Cache splash in Telum means seventh heaven for POWER11?


AnandTech has a great analysis of IBM's new z/Architecture mainframe processor Telum, the successor to z15 (so you could consider it the "z16" if you like) scheduled for 2022. The most noteworthy part of that article is Telum's unusual approach to cache.

Most conventional CPUs (keeping in mind mainframes are hardly conventional, at least in terms of system design), including OpenPOWER chips, have multiple levels of cache; so did z15. L1 cache (divided into instruction and data) is private to the core and closest to it, usually measured in double-digit kilobytes on contemporary designs. It then fans out into L2, which is also usually private to an individual core and in triple-digit kilobyte range, and then some level of L3 (plus even L4) cache which is often shared by an entire processor and measured in megabytes. Cache size and how cache entries may be placed (i.e., associativity) is a tradeoff between the latency of searching a larger cache, die space considerations and power usage, versus the performance advantages of fewer cache misses and reduced use of slower peripheral memory.

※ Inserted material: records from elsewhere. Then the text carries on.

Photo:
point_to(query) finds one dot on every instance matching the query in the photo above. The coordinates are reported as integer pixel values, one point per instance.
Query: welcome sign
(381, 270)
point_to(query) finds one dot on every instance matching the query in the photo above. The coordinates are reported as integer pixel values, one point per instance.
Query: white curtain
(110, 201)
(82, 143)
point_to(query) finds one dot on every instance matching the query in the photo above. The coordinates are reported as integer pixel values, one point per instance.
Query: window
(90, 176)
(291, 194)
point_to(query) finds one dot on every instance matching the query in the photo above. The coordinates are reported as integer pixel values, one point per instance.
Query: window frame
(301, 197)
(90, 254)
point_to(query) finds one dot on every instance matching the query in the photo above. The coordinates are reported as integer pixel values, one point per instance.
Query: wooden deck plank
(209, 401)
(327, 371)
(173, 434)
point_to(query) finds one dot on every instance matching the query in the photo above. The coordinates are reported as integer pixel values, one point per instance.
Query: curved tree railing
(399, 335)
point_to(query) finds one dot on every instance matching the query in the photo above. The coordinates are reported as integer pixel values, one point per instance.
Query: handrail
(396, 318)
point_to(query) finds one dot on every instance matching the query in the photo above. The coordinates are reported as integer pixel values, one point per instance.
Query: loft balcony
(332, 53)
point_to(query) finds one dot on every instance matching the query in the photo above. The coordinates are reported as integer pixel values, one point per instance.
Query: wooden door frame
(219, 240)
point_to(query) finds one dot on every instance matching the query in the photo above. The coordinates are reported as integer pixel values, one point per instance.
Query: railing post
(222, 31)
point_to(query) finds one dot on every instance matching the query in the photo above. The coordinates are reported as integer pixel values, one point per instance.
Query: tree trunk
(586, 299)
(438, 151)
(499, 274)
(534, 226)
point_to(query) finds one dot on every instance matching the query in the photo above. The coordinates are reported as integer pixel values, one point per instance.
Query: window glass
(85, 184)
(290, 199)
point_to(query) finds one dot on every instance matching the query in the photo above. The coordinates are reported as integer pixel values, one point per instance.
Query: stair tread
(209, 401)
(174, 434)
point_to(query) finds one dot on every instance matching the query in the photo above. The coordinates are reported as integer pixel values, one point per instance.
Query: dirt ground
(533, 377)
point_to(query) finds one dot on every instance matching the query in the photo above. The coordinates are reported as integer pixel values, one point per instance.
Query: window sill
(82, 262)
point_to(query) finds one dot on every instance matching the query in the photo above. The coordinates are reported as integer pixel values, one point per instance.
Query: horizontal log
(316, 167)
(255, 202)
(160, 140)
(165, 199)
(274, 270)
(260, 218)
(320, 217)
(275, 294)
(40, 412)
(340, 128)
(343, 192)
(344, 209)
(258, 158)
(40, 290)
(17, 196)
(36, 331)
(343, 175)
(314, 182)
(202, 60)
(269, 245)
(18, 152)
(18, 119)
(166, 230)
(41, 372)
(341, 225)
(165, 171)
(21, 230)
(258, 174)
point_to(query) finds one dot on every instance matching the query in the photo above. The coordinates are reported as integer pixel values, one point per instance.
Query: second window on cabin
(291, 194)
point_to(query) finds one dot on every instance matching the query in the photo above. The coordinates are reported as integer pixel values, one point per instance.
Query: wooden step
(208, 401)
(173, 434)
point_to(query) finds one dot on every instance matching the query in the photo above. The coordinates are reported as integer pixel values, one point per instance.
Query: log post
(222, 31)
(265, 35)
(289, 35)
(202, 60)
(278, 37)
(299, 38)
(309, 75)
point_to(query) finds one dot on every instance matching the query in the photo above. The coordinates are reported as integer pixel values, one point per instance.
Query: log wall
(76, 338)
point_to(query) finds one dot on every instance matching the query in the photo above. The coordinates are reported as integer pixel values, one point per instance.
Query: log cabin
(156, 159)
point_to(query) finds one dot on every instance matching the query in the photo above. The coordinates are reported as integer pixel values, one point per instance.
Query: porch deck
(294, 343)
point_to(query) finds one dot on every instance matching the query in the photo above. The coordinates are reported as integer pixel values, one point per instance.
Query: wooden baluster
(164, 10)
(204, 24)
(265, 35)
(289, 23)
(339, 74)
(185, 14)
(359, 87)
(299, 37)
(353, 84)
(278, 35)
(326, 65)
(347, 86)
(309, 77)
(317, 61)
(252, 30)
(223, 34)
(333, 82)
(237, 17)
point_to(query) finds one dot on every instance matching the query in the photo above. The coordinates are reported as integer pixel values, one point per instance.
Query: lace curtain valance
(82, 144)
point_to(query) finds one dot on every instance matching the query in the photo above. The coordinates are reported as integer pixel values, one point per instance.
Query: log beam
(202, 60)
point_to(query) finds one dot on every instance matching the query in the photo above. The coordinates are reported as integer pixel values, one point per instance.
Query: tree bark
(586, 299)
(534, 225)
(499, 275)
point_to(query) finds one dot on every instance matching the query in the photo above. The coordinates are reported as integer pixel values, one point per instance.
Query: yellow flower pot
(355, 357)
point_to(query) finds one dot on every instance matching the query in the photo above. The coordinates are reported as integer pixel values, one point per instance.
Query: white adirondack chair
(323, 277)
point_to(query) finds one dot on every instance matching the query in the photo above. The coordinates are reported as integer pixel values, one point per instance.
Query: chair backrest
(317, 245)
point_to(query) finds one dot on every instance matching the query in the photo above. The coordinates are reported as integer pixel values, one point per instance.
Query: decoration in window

While every design has some amount of L1, there certainly have been processors that dispensed with other tiers of cache. Most of Hewlett-Packard's late lamented PA-RISC architecture had no L2 cache at all, with the L1 cache being unusually large in some units (the 1997 PA-8200 had 4MB of total L1, 2MB each for data and instructions). Closer to home, the PowerPC 970 "G5" (derived from the POWER4) carried no L3; the 2005 dual-core 970MP, used in the Power Mac G5 Quad, IBM POWER 185 and YDL PowerStation, instead had 1MB of L2 per core which was on the large side for that era. Conversely, the Intel Itanium 2 could have up to 64MB of L4 cache; Haswell CPUs with GT3e Iris Pro Graphics can use the integrated GPU's eDRAM as a L3 victim cache for the same purpose as an L4, though this feature was removed in Skylake. However, the Sforza POWER9 in Raptor workstations is more typical of modern chips with three levels of cache: the dual-8 02CY649 in this machine I'm typing on has 32/32KB L1, 512KB L2 and 10MB L3 for each of the eight CPU cores. In contrast, AMD Zen 3 uses a shared 32MB L3 between up to eight cores, with fewer cores splitting the pot in more upmarket parts.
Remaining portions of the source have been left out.